Smith wrote a letter to Commissioner Roger Goodell to detail his concerns about the investigation. Goodell held an appeal hearing Monday for four players suspended in connection with the alleged program: Jonathan Vilma, Will Smith, Anthony Hargrove and Scott Fujita.
“In the days since the June 18 hearing, firsthand witnesses to the Saints defensive team meetings who the league actually interviewed have clearly and publicly stated that the NFL grossly mischaracterized the information they provided to NFL investigators and knowingly misrepresented the facts surrounding this investigation,” Smith wrote.
He cited statements from Saints interim head coach Joe Vitt, Hargrove and Mike Ornstein, a close friend of suspended head coach Sean Payton who was implicated in the bounty program, that contradicted findings by NFL investigators. Smith also complained that the league did not allow witnesses to appear at Monday’s hearing.
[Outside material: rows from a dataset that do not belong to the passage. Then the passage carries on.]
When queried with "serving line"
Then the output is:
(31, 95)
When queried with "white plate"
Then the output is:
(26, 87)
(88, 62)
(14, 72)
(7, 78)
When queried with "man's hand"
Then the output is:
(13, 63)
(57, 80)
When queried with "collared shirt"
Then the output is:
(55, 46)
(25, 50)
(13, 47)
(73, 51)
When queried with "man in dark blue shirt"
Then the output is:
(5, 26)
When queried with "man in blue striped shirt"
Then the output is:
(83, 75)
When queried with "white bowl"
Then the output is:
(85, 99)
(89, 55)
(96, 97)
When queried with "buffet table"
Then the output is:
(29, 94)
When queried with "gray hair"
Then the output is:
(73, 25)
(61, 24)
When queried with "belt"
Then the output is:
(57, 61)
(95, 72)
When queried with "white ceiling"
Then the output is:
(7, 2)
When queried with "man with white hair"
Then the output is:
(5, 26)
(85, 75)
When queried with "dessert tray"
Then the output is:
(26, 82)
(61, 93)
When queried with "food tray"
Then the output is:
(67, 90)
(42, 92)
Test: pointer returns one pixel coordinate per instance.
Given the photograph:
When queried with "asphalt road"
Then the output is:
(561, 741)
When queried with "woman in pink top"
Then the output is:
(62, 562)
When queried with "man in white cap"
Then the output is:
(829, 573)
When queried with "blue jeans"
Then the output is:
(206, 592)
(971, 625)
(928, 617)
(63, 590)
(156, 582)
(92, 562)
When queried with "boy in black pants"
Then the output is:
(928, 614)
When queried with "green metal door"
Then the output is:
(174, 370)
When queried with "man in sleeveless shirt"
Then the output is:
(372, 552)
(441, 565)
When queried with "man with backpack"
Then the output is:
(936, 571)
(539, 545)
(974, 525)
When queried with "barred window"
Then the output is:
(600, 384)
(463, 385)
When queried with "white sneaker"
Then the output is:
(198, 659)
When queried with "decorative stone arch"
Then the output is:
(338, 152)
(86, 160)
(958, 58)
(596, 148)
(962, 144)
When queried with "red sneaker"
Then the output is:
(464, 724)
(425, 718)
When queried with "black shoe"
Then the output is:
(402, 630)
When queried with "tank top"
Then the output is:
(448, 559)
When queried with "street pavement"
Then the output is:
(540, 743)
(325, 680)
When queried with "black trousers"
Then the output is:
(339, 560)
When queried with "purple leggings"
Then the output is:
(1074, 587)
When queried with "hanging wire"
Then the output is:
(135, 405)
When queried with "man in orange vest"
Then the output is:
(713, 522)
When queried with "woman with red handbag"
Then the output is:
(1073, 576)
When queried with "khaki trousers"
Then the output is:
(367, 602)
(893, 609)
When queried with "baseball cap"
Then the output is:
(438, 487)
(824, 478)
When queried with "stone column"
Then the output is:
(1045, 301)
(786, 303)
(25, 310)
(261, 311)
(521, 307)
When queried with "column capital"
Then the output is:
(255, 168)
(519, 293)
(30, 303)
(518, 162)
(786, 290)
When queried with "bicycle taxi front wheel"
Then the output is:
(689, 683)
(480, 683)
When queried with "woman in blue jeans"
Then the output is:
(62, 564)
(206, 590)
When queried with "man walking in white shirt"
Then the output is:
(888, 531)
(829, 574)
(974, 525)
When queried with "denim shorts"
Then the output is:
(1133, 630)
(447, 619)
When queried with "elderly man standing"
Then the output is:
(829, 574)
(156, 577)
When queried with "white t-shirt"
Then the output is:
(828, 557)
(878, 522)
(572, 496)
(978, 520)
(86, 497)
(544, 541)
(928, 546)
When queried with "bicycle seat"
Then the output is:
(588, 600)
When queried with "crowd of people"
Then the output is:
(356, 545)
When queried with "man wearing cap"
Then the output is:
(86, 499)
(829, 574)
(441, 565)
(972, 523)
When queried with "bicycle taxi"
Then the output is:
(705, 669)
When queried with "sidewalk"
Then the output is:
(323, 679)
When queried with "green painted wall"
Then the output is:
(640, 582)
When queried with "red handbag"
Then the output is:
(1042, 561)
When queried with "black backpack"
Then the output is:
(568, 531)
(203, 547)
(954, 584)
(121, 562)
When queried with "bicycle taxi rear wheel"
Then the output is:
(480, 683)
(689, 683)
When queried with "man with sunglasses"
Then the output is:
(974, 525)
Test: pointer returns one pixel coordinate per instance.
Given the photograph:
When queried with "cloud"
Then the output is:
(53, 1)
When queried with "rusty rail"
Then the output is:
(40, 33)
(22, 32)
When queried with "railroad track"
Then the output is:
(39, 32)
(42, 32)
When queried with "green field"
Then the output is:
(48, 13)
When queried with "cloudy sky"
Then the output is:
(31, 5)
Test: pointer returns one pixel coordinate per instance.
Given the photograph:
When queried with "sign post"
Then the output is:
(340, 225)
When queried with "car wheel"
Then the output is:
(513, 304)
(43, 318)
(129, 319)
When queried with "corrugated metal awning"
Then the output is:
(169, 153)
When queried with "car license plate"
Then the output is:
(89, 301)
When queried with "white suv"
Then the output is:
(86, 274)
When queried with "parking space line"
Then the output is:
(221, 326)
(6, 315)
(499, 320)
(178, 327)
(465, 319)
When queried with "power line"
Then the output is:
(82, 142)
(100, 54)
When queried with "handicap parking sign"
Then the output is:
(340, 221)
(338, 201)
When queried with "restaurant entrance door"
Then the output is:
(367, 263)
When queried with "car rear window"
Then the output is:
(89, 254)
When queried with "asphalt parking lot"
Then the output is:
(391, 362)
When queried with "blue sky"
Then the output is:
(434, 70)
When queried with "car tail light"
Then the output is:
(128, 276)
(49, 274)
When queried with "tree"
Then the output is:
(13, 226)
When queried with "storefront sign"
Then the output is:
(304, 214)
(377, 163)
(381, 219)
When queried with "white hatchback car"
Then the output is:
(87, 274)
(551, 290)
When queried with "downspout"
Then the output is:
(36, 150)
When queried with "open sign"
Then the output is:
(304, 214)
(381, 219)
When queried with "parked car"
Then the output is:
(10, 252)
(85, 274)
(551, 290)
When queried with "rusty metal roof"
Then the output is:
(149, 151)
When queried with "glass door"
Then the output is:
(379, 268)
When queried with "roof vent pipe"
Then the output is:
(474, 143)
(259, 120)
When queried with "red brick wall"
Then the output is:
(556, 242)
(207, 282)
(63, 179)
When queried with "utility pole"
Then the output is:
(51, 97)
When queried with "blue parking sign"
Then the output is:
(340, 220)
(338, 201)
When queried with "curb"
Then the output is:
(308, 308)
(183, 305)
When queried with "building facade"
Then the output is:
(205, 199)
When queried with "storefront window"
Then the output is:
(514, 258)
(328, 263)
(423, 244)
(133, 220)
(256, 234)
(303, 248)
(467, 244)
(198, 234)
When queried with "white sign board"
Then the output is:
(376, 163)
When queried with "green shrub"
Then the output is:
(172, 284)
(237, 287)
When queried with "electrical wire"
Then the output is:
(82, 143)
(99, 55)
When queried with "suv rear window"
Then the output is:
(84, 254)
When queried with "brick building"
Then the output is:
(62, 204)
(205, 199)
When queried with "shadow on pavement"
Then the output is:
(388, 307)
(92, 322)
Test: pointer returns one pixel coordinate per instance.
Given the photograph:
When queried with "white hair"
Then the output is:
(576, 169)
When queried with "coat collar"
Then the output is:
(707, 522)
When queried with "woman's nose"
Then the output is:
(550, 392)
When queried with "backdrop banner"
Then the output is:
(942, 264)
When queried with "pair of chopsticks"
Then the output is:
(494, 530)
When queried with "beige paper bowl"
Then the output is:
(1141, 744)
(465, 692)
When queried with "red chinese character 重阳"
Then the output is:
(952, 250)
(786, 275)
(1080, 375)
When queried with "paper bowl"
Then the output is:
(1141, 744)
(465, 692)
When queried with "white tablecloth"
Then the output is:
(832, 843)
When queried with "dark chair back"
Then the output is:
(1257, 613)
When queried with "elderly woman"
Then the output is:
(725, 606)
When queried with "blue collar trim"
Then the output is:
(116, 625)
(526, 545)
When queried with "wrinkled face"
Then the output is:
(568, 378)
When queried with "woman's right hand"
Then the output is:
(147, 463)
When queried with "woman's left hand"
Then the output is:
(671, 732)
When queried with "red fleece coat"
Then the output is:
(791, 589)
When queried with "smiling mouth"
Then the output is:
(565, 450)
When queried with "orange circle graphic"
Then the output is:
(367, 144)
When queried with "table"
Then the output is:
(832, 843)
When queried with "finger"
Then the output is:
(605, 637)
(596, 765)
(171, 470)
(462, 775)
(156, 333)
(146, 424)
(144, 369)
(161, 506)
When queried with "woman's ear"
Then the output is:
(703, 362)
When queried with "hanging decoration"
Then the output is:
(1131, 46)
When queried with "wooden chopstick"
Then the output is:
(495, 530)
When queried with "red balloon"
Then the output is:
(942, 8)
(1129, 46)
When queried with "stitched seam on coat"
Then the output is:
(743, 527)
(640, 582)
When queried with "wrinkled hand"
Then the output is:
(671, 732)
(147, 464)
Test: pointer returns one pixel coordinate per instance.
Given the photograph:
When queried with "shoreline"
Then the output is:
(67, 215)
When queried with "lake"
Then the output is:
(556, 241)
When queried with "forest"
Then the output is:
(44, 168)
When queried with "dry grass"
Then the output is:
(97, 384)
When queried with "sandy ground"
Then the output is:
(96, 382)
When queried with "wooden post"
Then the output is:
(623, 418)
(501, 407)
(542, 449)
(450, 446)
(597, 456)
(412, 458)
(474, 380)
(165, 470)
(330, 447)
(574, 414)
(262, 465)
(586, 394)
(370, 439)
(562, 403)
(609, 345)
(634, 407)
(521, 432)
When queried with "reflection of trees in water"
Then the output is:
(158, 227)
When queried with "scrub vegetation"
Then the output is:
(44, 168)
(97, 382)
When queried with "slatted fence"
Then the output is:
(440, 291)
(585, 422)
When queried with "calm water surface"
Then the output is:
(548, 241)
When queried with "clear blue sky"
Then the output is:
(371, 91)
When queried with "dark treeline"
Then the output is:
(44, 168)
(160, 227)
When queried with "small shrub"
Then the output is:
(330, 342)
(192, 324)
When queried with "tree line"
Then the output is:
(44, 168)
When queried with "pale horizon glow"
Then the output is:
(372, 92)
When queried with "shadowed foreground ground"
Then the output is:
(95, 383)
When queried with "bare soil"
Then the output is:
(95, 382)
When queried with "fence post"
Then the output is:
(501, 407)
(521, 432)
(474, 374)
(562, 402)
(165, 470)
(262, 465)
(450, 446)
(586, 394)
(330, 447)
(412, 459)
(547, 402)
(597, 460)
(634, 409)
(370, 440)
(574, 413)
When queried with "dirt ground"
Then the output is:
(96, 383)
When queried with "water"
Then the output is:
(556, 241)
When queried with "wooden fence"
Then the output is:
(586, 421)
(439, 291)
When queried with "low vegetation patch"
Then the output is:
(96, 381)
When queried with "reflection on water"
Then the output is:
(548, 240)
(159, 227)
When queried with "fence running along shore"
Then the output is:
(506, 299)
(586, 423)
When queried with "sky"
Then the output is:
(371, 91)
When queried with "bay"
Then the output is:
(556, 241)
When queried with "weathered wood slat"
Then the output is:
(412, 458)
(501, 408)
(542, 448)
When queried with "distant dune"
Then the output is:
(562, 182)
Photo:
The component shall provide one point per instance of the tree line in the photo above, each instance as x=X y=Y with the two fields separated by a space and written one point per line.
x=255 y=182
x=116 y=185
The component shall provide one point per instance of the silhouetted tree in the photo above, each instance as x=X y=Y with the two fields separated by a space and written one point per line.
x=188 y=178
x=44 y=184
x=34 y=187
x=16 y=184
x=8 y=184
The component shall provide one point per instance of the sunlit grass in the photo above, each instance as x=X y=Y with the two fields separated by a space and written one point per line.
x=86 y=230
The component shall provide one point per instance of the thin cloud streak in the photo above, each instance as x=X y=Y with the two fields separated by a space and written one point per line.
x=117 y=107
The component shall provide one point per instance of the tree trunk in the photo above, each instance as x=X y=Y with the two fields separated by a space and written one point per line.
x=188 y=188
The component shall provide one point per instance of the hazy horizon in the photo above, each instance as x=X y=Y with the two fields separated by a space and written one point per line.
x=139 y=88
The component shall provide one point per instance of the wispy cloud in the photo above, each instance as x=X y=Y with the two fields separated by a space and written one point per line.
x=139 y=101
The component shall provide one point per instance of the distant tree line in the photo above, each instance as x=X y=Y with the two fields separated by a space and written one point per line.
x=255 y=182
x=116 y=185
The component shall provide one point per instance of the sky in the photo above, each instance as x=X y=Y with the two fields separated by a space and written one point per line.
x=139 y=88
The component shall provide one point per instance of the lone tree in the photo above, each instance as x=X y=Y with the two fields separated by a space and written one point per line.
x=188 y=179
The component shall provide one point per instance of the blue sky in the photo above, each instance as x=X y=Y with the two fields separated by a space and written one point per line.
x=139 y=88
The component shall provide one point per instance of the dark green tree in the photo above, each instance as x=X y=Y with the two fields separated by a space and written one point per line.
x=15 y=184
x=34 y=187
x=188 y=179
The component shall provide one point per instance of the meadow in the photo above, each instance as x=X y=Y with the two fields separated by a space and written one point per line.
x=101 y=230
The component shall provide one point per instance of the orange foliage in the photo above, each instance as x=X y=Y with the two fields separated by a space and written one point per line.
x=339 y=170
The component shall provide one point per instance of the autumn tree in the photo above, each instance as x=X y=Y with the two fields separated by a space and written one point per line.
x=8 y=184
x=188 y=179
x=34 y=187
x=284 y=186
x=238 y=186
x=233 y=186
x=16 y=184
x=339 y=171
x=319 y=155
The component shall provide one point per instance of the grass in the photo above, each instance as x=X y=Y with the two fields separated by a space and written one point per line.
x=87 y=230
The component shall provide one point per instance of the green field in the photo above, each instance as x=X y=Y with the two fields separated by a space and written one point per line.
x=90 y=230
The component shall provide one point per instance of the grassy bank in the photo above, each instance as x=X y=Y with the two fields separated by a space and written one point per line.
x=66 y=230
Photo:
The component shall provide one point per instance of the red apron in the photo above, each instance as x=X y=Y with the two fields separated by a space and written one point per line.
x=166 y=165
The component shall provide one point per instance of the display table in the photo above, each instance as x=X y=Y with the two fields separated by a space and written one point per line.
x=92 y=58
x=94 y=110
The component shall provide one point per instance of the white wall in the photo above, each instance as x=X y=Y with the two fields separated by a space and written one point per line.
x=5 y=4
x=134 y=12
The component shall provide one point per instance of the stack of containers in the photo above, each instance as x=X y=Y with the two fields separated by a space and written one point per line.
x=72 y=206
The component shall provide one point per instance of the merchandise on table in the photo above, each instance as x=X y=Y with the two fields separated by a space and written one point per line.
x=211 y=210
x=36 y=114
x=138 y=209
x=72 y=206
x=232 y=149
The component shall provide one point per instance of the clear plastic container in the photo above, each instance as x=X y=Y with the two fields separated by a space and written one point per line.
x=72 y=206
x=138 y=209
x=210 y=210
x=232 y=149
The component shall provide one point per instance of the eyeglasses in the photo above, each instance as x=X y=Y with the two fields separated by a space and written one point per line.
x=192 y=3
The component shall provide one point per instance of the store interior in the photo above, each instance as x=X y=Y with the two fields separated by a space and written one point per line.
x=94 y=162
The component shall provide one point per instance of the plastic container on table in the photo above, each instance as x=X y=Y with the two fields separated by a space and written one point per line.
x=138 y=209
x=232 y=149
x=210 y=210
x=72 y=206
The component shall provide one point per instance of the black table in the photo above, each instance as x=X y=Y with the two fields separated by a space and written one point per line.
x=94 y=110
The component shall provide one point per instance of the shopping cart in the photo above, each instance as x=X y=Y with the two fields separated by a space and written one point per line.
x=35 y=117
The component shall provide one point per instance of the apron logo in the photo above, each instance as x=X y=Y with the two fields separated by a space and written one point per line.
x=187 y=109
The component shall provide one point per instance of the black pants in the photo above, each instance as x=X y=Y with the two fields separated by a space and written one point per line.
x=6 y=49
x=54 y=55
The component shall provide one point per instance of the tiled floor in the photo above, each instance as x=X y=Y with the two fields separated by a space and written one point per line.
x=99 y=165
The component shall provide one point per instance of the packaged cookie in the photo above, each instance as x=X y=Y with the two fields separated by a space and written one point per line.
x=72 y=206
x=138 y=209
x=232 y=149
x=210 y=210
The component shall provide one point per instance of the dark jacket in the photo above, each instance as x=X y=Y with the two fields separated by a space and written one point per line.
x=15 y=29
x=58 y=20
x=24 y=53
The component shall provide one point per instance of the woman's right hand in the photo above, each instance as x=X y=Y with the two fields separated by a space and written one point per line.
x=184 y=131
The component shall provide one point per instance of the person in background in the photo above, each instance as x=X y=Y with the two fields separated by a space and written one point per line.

Goodell did not immediately respond to Smith’s call for a new investigation. Jeff Pash, the NFL’s lead attorney who was among those who briefed reporters on the evidence presented at the appeal, expressed disappointment Smith didn’t participate in the hearing. Former federal prosecutor Mary Jo White delivered the presentation to the players, as well as a dozen reporters who were briefed afterward.
“I wish that (Smith) would have come to the hearing on Monday because he would have seen an earnest effort the commissioner personally made to have the players comment and tell him what their side of the story is,” Pash told Mike Florio in an interview on Profootballtalk.com. “I think he would have been very impressed by the presentation Mary Jo White made. De, as a former federal prosecutor, knows Mary Jo. I am sure he holds her in the same high regard that lawyers and judges across the country hold her and understands what a consummate professional she is. He would have had an opportunity to see the evidence and hear the witness statements and how it all weaves together, which is how a good prosecutor puts a case up. It is a mosaic. Focusing on any one piece of the mosaic may not tell you very much. When you put it all together, it paints quite a clear picture. If De had been able to be here Monday and participate in the hearing, he would have a different view perhaps than what he has today.”
The NFL invited Smith and other union officials to attend the hearing. NFLPA lead attorney Tom DePaso did attend the hearing, as did outside counsel Richard Smith.
The league has indicated it received no new information from the union, and players declined to respond to or refute charges made during the hearing.